Working boats have long captured the imagination of West Tisbury painter Rez Williams. His new exhibit, which opened last weekend at A Gallery in Oak Bluffs and continues through Wednesday, August 21, demonstrates how rich a theme they continue to offer him.

“This show marks somewhat of a departure,” said A Gallery director Tanya Augoustinos. “Every piece tells a different story, and the scale is definitely different.” While the majority of Mr. Williams’s marine paintings have been New Bedford-based, this year he has added New York City shoreline scenes. In “Hudson River Sanitation Building,” the artist sets the painting’s subject far back into the upper right corner, filling the canvas with a wide expanse of dark pilings and muted blue water flats that lead toward the dark skyline and yellow-rimmed sky in the background. It is a remarkably peaceful and romantic depiction of a scene others might have represented as urban blight.

Mr. Williams plays with perspective in many of the works on display. While the massive red bow of “Vanquish” dominates the center of a work of the same name, sections of two other large boats crowd in from the right side. Riding a swatch of open water behind skyline and sky on the left is a small pleasure boat with its wind-filled sails leaning toward the painting’s subject. It is a remarkably sophisticated exercise in scale as well as perspective. The painter has put himself on the sailboat, according to Ms. Augoustinos, an example of how the artist’s sense of humor comes through in his work.
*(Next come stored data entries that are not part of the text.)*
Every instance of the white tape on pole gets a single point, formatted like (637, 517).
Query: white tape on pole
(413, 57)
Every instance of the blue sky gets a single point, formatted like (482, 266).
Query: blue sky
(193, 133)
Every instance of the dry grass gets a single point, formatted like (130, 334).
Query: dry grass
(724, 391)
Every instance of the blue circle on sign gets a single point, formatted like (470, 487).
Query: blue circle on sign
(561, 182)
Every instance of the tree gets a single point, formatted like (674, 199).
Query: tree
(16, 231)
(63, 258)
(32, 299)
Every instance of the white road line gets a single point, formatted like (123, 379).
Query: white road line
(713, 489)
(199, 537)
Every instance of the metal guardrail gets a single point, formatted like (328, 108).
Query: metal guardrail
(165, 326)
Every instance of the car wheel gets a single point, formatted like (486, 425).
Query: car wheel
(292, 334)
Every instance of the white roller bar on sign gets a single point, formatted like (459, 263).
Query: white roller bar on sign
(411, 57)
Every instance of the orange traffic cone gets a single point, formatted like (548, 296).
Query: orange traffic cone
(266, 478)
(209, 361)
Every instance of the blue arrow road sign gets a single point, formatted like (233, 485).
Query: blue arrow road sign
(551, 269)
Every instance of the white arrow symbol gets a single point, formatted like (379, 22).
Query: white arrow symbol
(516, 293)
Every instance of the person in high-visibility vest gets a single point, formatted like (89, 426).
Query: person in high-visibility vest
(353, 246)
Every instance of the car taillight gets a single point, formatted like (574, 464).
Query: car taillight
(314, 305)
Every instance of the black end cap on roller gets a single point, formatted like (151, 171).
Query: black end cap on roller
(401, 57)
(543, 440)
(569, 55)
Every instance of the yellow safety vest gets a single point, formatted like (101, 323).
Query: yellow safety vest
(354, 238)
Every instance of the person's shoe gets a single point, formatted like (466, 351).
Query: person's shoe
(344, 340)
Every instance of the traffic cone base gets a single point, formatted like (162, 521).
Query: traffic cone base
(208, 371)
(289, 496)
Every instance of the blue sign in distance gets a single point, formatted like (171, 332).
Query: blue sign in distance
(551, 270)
In another variation on perspective, Mr. Williams places the giant white container ship of “Shanghai Highway” far back into the upper right corner of the painting, shrinking in size a vessel that might easily have taken over an entire canvas. This choice allows an abstract dance of green water to take over the foreground and turns upside down conventional notions of seascape. A green hull angles through “Twelve Shots,” allowing the viewer to see bullet holes scattered across the side of the boat. Mock bullet holes festoon the clouds overhead. As Ms. Augoustinos suggests, all of the works on display have dramatically different skies. She anticipates taking work by Mr. Williams and other A Gallery artists to New York City art fairs in the off-season.